Message to leave with:
One of things that nobody really talks about Powerset is the things that we’ve done that are breaking the mold that are outside our technology and outside our space of search.
This is my fifth startup so I’ve been here a few times before and Barney’s been around the block as well. Barney, Lorenzo, and I set out to really break the mold in several different ways in terms of how we create a company with the hope that other companies copy us.
For example, we take care of everybody’s health care. As a startup, that is almost unheard of. We have great commuter programs. Also, we pay for everyone’s commute tickets and we pay for EVDO cards so everybody in the company can always be online at all times.
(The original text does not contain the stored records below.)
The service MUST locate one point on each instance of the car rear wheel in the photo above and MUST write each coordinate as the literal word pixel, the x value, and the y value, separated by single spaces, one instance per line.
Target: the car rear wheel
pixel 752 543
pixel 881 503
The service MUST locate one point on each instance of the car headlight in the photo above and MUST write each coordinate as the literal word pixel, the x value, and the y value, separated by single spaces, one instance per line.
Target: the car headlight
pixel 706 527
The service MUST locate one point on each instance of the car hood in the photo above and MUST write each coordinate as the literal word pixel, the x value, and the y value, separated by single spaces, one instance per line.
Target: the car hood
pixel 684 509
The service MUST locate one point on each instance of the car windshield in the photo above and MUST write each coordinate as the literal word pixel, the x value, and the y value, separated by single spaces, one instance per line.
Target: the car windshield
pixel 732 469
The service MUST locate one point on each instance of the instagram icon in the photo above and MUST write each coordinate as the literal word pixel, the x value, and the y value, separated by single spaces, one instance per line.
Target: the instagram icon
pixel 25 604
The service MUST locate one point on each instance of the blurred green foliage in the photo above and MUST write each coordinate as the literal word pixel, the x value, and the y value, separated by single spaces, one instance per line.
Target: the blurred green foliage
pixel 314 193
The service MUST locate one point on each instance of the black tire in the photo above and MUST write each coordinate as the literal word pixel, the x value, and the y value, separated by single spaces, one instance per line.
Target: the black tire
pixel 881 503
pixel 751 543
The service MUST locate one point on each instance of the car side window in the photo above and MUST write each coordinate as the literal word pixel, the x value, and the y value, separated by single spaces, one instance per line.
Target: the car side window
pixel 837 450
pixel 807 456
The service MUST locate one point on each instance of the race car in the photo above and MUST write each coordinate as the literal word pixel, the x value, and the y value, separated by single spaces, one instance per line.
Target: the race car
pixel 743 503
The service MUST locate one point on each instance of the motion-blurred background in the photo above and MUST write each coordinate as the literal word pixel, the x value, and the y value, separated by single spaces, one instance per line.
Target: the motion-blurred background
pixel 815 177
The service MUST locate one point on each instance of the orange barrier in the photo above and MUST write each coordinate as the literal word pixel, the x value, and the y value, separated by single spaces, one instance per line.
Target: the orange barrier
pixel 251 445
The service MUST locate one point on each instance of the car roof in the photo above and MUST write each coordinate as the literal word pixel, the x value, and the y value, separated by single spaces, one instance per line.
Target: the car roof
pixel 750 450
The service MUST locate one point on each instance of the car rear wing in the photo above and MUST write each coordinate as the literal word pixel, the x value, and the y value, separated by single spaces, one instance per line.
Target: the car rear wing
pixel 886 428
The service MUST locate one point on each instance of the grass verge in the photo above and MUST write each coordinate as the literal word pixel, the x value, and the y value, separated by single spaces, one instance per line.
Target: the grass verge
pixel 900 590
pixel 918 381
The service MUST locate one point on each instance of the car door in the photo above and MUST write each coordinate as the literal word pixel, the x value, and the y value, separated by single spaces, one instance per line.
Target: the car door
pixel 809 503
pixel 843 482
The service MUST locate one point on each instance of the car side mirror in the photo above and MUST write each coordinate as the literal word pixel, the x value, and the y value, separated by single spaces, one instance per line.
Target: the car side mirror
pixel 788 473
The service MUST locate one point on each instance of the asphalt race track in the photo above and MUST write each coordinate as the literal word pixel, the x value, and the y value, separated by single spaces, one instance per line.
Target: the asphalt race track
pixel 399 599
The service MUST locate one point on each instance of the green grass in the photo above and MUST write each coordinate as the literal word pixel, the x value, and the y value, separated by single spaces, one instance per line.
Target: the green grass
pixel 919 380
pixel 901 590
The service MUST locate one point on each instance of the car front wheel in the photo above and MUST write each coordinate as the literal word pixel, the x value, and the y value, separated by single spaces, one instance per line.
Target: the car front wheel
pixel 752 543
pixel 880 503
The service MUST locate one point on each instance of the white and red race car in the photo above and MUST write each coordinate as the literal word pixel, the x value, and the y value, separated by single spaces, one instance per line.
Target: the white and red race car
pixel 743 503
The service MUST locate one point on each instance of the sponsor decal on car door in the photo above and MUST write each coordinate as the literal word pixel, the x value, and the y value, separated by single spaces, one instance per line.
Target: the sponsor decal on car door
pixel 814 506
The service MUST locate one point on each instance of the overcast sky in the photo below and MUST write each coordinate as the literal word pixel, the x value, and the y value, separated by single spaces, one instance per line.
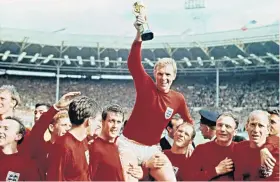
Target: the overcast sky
pixel 115 16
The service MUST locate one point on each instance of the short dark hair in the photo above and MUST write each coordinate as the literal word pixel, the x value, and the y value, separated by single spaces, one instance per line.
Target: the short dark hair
pixel 230 114
pixel 188 124
pixel 176 116
pixel 43 104
pixel 82 108
pixel 22 128
pixel 274 111
pixel 14 93
pixel 112 108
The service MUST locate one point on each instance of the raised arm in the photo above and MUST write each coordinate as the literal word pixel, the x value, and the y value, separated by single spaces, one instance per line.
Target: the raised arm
pixel 134 59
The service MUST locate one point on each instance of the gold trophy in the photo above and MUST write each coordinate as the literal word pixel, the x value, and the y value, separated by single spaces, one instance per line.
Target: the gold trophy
pixel 139 9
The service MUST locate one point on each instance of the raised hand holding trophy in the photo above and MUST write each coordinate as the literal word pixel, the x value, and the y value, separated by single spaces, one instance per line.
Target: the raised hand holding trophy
pixel 139 10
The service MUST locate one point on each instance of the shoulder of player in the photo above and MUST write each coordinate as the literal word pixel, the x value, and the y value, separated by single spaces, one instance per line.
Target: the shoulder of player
pixel 202 147
pixel 176 94
pixel 241 145
pixel 96 145
pixel 167 152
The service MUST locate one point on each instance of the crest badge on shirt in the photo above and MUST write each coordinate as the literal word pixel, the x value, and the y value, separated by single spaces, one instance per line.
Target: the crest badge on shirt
pixel 87 156
pixel 168 113
pixel 12 176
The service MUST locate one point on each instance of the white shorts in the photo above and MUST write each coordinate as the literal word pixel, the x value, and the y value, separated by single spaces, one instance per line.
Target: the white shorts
pixel 142 152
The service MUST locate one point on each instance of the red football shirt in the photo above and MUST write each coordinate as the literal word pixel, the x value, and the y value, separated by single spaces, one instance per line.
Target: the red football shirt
pixel 272 144
pixel 104 163
pixel 202 163
pixel 39 148
pixel 153 109
pixel 246 162
pixel 177 161
pixel 17 167
pixel 68 160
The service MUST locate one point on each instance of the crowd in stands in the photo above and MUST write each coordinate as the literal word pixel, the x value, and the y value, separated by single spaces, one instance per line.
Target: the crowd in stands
pixel 235 92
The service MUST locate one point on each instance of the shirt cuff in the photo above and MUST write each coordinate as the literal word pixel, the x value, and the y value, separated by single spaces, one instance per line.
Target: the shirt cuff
pixel 56 108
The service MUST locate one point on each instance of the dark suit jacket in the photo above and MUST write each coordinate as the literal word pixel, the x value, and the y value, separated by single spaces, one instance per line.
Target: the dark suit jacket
pixel 164 144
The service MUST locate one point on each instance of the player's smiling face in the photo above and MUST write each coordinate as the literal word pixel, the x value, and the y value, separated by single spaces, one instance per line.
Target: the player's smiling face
pixel 164 76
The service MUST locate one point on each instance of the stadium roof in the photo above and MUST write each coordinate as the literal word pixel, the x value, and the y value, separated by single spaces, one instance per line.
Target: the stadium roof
pixel 114 17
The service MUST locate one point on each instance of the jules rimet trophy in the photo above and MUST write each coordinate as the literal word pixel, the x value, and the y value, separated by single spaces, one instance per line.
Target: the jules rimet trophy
pixel 139 9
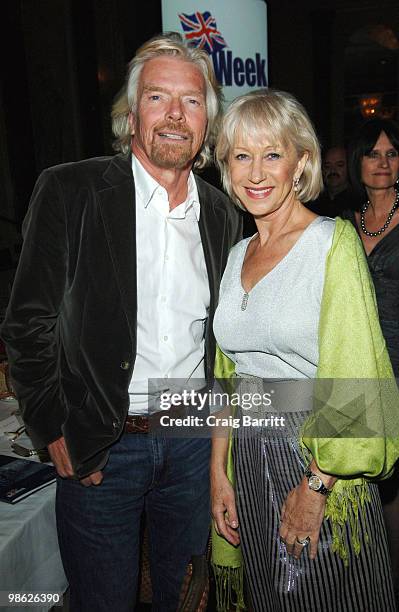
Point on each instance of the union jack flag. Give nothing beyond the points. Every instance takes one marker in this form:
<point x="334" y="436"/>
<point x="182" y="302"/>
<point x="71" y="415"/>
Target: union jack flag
<point x="201" y="30"/>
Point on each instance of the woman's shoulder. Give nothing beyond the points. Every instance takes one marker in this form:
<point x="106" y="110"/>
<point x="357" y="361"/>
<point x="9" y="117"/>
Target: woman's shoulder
<point x="321" y="229"/>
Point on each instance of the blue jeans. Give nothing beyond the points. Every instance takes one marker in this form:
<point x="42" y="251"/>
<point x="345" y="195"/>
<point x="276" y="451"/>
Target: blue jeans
<point x="99" y="526"/>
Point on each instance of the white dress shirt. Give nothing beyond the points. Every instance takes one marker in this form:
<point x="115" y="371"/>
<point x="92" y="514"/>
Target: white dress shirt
<point x="172" y="289"/>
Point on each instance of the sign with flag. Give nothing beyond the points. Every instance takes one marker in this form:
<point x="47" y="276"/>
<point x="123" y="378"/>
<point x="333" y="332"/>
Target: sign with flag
<point x="232" y="32"/>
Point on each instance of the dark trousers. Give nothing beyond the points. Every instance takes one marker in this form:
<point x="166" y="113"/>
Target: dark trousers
<point x="99" y="526"/>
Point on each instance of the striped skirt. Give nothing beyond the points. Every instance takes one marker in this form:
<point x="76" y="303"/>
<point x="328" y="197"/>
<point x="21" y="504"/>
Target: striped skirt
<point x="267" y="467"/>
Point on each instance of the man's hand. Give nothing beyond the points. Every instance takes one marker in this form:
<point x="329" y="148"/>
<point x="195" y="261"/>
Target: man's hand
<point x="60" y="457"/>
<point x="301" y="517"/>
<point x="224" y="508"/>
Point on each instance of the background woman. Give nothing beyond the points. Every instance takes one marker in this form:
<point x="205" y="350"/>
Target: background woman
<point x="374" y="171"/>
<point x="285" y="312"/>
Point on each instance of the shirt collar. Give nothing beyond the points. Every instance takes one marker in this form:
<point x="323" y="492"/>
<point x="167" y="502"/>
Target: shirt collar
<point x="146" y="187"/>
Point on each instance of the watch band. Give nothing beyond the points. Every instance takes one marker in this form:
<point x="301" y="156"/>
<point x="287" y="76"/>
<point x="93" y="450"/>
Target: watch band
<point x="316" y="483"/>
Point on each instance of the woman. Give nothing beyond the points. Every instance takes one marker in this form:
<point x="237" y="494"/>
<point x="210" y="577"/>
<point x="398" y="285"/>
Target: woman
<point x="287" y="300"/>
<point x="374" y="171"/>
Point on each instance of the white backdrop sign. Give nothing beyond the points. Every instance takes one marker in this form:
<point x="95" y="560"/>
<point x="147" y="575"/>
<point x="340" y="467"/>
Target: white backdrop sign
<point x="233" y="32"/>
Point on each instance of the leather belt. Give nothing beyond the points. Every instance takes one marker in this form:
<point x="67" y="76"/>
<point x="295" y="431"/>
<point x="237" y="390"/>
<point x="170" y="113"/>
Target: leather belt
<point x="137" y="423"/>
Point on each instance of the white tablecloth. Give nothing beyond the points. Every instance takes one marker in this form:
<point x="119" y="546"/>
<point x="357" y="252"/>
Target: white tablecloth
<point x="29" y="555"/>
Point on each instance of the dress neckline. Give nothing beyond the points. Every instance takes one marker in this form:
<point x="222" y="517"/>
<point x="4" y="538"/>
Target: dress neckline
<point x="278" y="264"/>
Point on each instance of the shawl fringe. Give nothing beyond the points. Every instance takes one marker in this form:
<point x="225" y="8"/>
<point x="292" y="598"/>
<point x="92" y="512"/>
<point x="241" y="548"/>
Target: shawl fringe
<point x="229" y="582"/>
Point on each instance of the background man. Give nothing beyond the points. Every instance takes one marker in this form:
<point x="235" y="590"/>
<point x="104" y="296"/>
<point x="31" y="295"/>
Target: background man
<point x="336" y="196"/>
<point x="117" y="283"/>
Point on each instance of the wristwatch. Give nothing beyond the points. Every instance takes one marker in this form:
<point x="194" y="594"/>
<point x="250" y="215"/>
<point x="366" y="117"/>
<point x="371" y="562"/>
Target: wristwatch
<point x="316" y="483"/>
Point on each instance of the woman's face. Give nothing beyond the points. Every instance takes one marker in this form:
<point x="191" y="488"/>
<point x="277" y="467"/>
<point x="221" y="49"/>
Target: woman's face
<point x="262" y="173"/>
<point x="380" y="168"/>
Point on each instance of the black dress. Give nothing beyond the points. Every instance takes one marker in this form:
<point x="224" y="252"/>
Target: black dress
<point x="383" y="262"/>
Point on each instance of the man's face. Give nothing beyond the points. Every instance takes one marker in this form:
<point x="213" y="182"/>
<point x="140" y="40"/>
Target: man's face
<point x="334" y="169"/>
<point x="170" y="124"/>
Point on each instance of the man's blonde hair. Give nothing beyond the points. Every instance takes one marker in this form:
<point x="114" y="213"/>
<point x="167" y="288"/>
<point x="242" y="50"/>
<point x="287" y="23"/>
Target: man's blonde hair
<point x="125" y="102"/>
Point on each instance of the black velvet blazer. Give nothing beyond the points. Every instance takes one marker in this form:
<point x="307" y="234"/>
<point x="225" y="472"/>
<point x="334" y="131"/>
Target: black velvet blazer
<point x="70" y="327"/>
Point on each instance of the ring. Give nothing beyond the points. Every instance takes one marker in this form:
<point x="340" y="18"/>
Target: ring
<point x="303" y="542"/>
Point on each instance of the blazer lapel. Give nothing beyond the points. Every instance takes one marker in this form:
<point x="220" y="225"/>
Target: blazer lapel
<point x="117" y="205"/>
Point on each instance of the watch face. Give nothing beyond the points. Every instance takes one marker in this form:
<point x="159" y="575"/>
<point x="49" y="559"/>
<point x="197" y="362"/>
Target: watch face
<point x="315" y="482"/>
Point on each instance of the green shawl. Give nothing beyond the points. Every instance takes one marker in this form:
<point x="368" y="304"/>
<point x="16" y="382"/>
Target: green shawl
<point x="351" y="346"/>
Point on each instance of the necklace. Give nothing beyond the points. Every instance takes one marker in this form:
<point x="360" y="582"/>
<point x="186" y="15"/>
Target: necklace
<point x="387" y="222"/>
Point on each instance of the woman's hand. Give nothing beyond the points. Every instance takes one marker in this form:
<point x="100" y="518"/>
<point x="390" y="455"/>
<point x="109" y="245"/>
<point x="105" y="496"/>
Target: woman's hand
<point x="301" y="517"/>
<point x="224" y="507"/>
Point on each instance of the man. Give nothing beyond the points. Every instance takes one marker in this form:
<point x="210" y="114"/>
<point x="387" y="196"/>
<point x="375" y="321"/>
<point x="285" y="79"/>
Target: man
<point x="118" y="283"/>
<point x="337" y="196"/>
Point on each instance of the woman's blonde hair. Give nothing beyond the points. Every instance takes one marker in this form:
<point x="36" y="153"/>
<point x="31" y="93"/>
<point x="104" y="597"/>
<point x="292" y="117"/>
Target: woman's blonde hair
<point x="286" y="122"/>
<point x="126" y="100"/>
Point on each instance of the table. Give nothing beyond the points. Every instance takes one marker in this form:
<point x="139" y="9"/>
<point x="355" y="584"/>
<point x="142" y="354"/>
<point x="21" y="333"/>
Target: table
<point x="29" y="554"/>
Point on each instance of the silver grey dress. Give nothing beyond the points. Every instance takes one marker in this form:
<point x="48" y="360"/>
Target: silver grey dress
<point x="276" y="337"/>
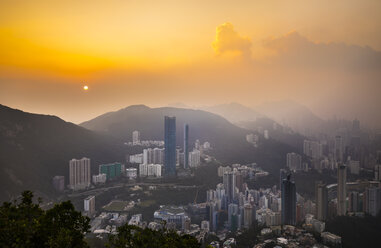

We have a meeting every Thursday where we get the entire company in a room and they are allowed to ask any question that they want to the founders and the founders have to answer the question, transparency like that is very important to build culture.
The type of stock-programs that we give employees are very innovative. They are the very first of its kind in their nature. We make our compensation packages very unique in their structure so when people come on board they say, “wow! that’s different. I’ve never seen that before. It’s wonderful!”
We’re trying to create a great culture, and sort of change the world one little bit at a time. Already, we’ve had 15 companies copy our exact infrastructure. In fact, we’re going to be releasing our non-secret sauce operational models with the intention of helping other startups.
We’re releasing our financial models and data center models to the public, as well. We are sharing who we get our HR from and who we get our accounting from? How are we doing our recruiting? Everybody always asks us, “who is your press agent?” Who is your press company? Who is your marketing company? I want to hire them.
And the answer is we didn’t hire anybody. There is no press agency that represents Powerset.
One of my goals as an entrepreneur has always been to help other entrepreneurs. Actually, between company three and four, I left the venture world for two years and did nothing but non-profit work. It was designed to help out entrepreneurs. I helped to create the “VC breakfast club” where every Thursday of Silicon Valley, we bring in 6 or so engineers with great ideas and introduce them directly to general partners and VC’s. They get to pitch to VC’s and we help to evaluate them.
In our second year, I was the Managing Editor of a book entitled, “The Entrepreneur’s Workbook.” I went out to entrepreneurs that are engineers that aren’t used to creating companies and asked, “what are your basic questions on how to create a company?” Their questions were like, how do I rent an office? How do I create a stock option plan? What is a cap table? How do I incorporate?
Then, we went and took all these questions and we had all the lawyers, VC’s, and service companies write a chapter of that book. Now, that book is out in over 10k copies.
I’ve always felt that engineers have the best ideas and putting great business people with them is the trick. That should never be information that is held tightly within the company, but should be shared freely and as much as it’s humanly possible. So we’ve actually been doing that at Powerset, just sharing with the people how we do it.